English novel about a man and woman enjoying a picnic when they see a hot-air balloon having trouble and he decides to help, only a tragedy ensues. While at the scene he locks eyes with another man and that other man becomes obsessed with him. Very well written, but it gives a sort of an psychoanalysis or explanation of a sort of mental condition.
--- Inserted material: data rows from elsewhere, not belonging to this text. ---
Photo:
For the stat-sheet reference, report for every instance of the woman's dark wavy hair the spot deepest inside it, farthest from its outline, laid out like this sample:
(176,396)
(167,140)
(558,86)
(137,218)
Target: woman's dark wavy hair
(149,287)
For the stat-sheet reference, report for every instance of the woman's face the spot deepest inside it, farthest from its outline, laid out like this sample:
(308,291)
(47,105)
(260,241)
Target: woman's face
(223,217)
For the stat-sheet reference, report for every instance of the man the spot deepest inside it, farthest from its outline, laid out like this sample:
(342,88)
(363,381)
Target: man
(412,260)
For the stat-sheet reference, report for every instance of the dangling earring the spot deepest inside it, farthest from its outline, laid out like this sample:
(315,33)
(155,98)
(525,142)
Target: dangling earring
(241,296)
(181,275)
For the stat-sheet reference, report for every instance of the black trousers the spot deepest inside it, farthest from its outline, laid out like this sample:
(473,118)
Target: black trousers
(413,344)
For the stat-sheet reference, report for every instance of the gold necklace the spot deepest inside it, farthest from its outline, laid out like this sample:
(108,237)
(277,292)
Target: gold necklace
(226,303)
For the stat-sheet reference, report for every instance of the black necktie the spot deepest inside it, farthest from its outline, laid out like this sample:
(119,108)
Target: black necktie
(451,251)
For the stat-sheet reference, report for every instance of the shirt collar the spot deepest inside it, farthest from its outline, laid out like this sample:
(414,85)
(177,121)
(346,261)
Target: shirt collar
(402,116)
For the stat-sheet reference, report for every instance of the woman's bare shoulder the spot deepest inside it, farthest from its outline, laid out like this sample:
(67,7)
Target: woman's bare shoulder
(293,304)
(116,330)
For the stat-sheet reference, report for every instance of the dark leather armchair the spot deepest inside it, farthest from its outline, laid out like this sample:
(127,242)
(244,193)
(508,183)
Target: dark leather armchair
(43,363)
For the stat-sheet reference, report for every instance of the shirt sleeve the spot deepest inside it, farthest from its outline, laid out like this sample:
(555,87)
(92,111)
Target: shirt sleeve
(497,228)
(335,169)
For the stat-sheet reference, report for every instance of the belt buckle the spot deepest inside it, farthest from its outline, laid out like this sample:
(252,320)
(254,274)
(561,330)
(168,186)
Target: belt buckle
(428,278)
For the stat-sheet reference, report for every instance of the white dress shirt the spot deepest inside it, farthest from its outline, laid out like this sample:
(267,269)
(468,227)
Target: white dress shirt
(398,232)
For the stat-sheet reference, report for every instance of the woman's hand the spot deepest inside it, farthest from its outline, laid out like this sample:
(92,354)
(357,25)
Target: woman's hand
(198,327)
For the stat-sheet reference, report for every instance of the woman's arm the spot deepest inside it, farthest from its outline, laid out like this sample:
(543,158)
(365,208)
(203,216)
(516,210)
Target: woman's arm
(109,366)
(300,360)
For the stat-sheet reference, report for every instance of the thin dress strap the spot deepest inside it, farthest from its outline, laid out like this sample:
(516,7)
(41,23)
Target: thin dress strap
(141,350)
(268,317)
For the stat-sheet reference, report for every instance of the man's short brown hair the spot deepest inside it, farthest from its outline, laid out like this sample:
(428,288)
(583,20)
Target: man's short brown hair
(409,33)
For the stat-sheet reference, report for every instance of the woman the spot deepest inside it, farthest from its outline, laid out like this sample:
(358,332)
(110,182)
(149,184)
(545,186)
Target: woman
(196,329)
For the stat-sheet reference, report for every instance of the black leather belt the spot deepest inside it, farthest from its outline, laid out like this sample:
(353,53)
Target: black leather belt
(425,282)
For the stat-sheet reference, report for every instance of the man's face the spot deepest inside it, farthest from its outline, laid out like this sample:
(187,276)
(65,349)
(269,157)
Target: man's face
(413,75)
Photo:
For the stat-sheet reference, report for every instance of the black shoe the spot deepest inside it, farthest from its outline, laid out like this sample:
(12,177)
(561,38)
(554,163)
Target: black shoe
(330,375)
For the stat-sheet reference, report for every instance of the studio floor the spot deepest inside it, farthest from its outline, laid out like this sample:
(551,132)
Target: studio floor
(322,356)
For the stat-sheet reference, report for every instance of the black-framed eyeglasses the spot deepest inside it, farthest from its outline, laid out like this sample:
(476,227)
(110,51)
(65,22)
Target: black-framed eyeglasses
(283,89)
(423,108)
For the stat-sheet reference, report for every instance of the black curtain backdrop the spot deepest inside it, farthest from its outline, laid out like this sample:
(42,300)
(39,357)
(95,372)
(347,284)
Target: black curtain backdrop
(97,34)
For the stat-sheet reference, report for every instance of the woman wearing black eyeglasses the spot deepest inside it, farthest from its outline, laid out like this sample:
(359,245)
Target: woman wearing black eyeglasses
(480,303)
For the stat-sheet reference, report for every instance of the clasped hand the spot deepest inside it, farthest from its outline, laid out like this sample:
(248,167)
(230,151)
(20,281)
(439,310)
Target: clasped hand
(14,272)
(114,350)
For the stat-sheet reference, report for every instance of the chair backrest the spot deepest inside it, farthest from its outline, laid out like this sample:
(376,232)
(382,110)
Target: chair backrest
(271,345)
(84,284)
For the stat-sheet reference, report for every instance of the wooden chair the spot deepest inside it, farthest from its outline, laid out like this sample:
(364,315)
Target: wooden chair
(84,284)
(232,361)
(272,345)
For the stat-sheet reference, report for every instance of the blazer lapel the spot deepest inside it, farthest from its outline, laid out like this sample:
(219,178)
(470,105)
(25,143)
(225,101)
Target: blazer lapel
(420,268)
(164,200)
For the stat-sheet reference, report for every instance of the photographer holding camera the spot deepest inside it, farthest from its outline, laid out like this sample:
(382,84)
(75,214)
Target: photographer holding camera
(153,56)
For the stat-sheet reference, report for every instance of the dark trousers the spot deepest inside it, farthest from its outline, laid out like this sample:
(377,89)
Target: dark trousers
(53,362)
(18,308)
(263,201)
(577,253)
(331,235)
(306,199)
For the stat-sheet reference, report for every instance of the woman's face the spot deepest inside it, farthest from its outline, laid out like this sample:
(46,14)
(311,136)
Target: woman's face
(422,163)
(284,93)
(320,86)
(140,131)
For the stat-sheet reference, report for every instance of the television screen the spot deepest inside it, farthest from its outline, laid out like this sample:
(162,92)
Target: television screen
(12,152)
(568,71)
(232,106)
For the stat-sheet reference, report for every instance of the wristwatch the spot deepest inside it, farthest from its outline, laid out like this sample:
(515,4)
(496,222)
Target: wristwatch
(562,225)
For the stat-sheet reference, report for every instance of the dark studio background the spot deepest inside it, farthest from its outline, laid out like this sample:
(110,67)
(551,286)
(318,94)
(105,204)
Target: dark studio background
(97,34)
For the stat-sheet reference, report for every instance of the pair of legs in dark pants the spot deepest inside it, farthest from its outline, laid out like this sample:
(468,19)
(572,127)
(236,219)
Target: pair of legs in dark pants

WVMLStaffPicks Nov 13, 2014

After a freak ballooning accident, historian Joe finds his marriage, work, sanity and life threatened by another's obsessive love for him. The underlying currents of fear and menace make for a compelling read from one of Britain's finest authors.

j
john134
Jan 21, 2013

p. 159

LMOH Jul 18, 2012

An excellent read! I couldn't put it down. Ian McEwan has a pithy way of writing, and the plot was rivetting! Apparently it's been made into a movie.

ksoles May 19, 2011

Enduring Love was my fifth Ian McEwan novel and it definitely reaffirmed the author's status as one of my favourite fiction writers. McEwan invents an engaging plot, in which a man's life changes irrevocably after he witnesses a ballooning accident, but it is the psychological and philosophical questions McEwan raises that make the book so memorable: to what extent is God a product of our evolutionary history? Is belief in a higher power based in reality or rather in a desire to fend off feelings of loneliness? What defines "insanity?" Which is easier: trusting yourself or trusting a loved one? Which is more reliable?
The subjectivity of revelation and interpretation becomes one of the novel's main themes; one person's insight equals another's madness. McEwan weaves sanity and insanity so tightly together that, at times, the reader can't tell them apart. The book also turns on the pivot of coincidence, the bizarre quirks of fate that both plague and delight human life. The story constantly asks, "what if...?", which is precisely what makes it such a haunting read.

v
vickiz
Dec 21, 2008

The most riveting, stunning, compelling tour de force of an opening scene in a book - absolutely bar none, and utterly more stunning than anything that could be rendered cinematically, because it is rendered in horrifying detail in the reader's mind. Amazing!